Precisa de alguma coisa ?

Minha conta de água está cortada, não paguei a conta, eles cortaram, ta ligada, mas fiz ligação clandestina. Vou tentar ver se eles parcelam para pagar a conta.

- A senhora precisa ir na SABESP, eles parcelam sim, comenta uma das meninas.

Ainda comentamos um pouco mais sobre o cotidiano da Mineira, a Gisele promete que voltaríamos trazendo  outras coisas assim que possível. 

Nós começamos a nos despedir, todos damos a mão para ela, cumprimento formal, ela nos agradece e confirma que podemos sempre aparecer, "eu tô sempre por aqui".

Saímos e nos dirigimos para o carro.
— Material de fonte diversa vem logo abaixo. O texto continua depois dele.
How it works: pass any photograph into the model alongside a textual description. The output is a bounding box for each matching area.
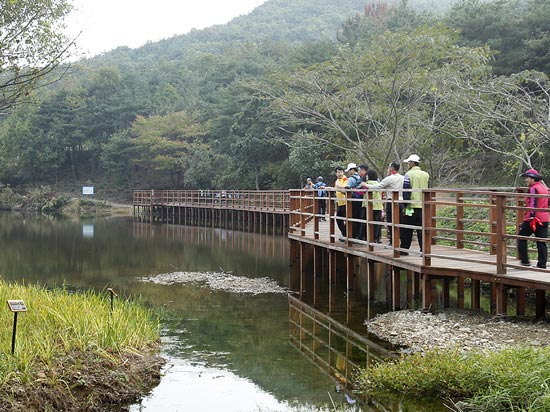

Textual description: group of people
[304,159,550,269]
[305,154,430,254]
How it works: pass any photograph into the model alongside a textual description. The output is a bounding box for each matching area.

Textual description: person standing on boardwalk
[361,169,384,243]
[336,163,363,238]
[354,165,369,240]
[313,176,327,221]
[518,169,549,269]
[400,154,430,255]
[362,162,403,245]
[334,166,348,240]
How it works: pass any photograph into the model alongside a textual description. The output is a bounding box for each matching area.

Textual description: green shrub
[358,346,550,412]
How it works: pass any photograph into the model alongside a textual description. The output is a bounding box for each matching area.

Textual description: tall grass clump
[358,346,550,412]
[0,281,159,385]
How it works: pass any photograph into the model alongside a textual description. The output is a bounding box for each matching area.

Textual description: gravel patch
[365,310,550,353]
[138,272,288,295]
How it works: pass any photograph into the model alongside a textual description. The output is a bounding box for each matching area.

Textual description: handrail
[133,189,290,213]
[290,188,550,274]
[134,188,550,274]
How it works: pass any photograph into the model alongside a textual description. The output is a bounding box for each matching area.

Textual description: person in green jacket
[400,154,430,255]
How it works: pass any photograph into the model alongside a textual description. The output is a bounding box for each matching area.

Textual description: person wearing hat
[518,169,549,269]
[336,163,363,238]
[400,154,430,255]
[313,176,327,221]
[361,160,403,245]
[334,166,348,241]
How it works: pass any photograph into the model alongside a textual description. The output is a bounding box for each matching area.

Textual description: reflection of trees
[132,284,334,403]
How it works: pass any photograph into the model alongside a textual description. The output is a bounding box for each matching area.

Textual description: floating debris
[365,310,550,353]
[138,272,288,295]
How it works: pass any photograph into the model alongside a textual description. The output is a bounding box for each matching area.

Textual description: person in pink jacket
[518,169,549,269]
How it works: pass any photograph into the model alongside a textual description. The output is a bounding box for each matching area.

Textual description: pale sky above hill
[67,0,266,57]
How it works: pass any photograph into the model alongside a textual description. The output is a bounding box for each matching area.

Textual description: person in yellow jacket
[334,166,348,241]
[400,154,430,255]
[363,169,384,243]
Ao entrarmos no carro em que estava e contar a história para o Edu e o Paulo lembro do que conversamos no Centro Espírita Auta de Souza nessa mesma noite, antes de sairmos para a rua. 
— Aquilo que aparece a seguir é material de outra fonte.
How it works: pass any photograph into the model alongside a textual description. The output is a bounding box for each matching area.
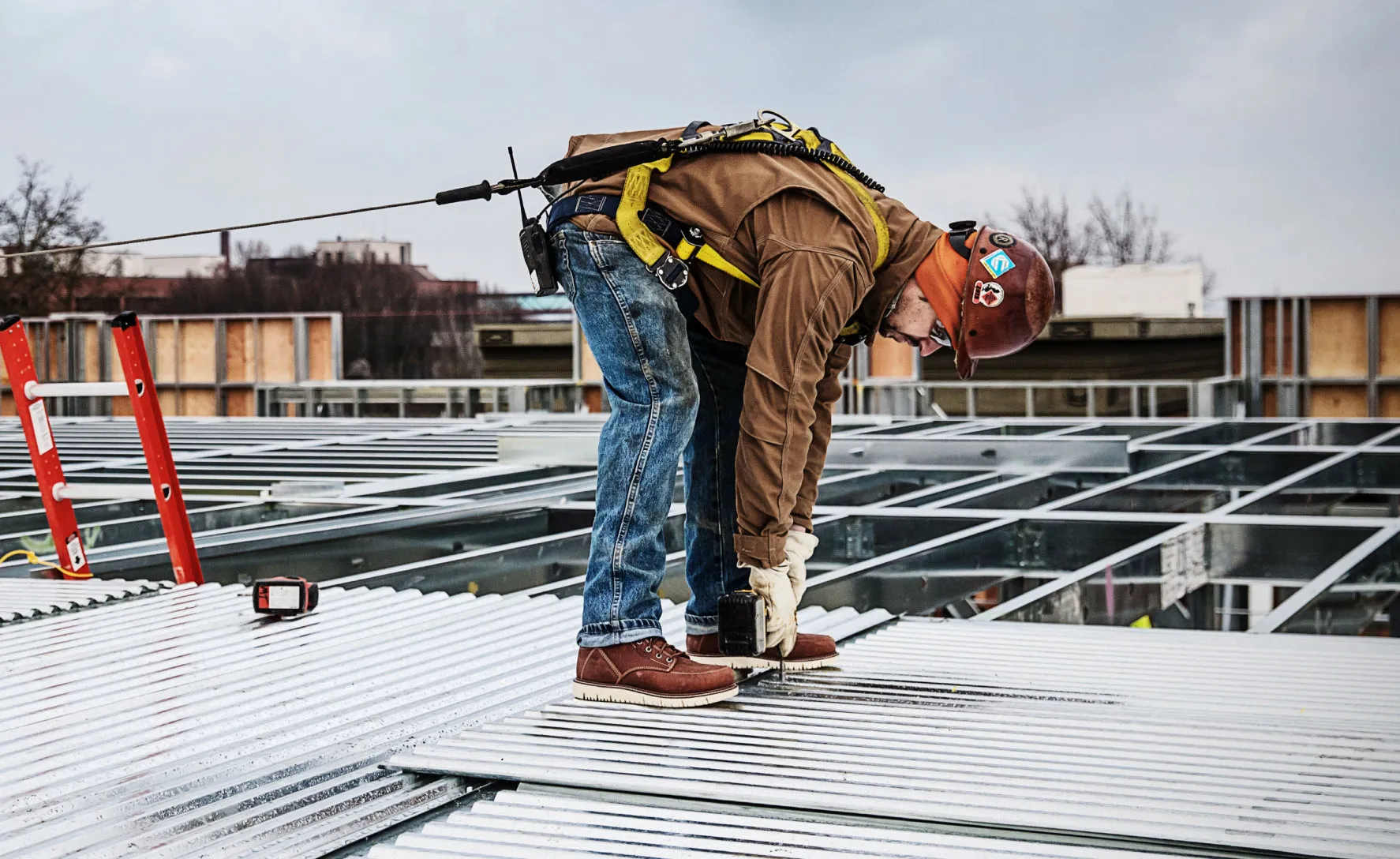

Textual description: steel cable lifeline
[0,111,885,259]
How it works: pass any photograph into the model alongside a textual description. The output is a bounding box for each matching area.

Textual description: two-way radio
[505,146,559,295]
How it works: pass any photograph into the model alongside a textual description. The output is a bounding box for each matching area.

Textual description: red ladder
[0,311,204,584]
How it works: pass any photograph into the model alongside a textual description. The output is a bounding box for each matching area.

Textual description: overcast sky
[0,0,1400,293]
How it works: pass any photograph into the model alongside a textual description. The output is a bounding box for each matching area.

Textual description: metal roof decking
[0,584,889,859]
[389,619,1400,859]
[367,785,1162,859]
[0,576,175,624]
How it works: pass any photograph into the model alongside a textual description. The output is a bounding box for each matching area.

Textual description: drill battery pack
[720,590,767,656]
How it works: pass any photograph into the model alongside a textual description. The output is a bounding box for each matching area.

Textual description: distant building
[316,235,413,264]
[6,251,224,280]
[1064,262,1205,318]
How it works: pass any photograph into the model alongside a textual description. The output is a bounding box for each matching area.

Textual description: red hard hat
[953,227,1054,378]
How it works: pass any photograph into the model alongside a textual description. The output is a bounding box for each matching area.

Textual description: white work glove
[783,531,819,606]
[749,561,796,656]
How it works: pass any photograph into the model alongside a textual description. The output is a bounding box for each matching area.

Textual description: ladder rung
[24,381,127,399]
[53,483,155,501]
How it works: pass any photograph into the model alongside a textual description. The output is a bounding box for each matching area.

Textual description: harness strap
[613,156,673,268]
[548,193,758,287]
[739,126,889,272]
[548,122,889,297]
Edu comentara que gostaria de conseguir dar outra alcance a esse trabalho, que não apenas déssemos os lanches, virássemos as costas e fossemos embora.

Levantou a possibilidade de pelo menos perguntarmos o nome das pessoas, conversarmos um pouco. 

Eu havia um lhe passado um email com uma reportagem anexa sobre o trabalho de associações de moradores que unidos e organizados conseguiram juntar dinheiro para comprar um terreno, dividiram-no entre si e construíram casa para todos. 

Isso foi feito por eles próprios, sem nenhuma ou quase nenhuma ajuda do governo, trabalho comunitário, ajuda mútua, as pessoas unindo-se e procurando melhor de uma forma coletiva. 

Ele levantou a questão no Centro Auta de Souza enquanto conversávamos antes de sairmos, respondera que também gostaria de realizar um trabalho que tivesse um alcance maior que o assistencialista, mas que na prática é difícil, complicado, articular uma forma e implementar uma maneira dessas maneiras melhorarem da sua condição socioeconômica. 

A conversa rendeu ainda alguns apartes e concluímos com uma oração colocando-nos a disposição do "Plano Maior", se fosse do interesse de Deus nos direcionar de alguma forma para esse lado procuraríamos estar receptivos, como sublinhou o Sérgio. 

O carro avançava para a Praça da Sé enquanto eu relatava a história da Mineira e traçava um paralelo entre aquela nossa conversa e a conversa que tivéramos com a Mineira, concluindo pelas "linhas tortas" que Deus escolhe para nós guiar. 

Colocamo-nos abertos para uma nova experiência social para nós, espero que consigamos aprender um pouco mais tarde e ao mesmo tempo dinamizar positivamente a vida daqueles que encontramos.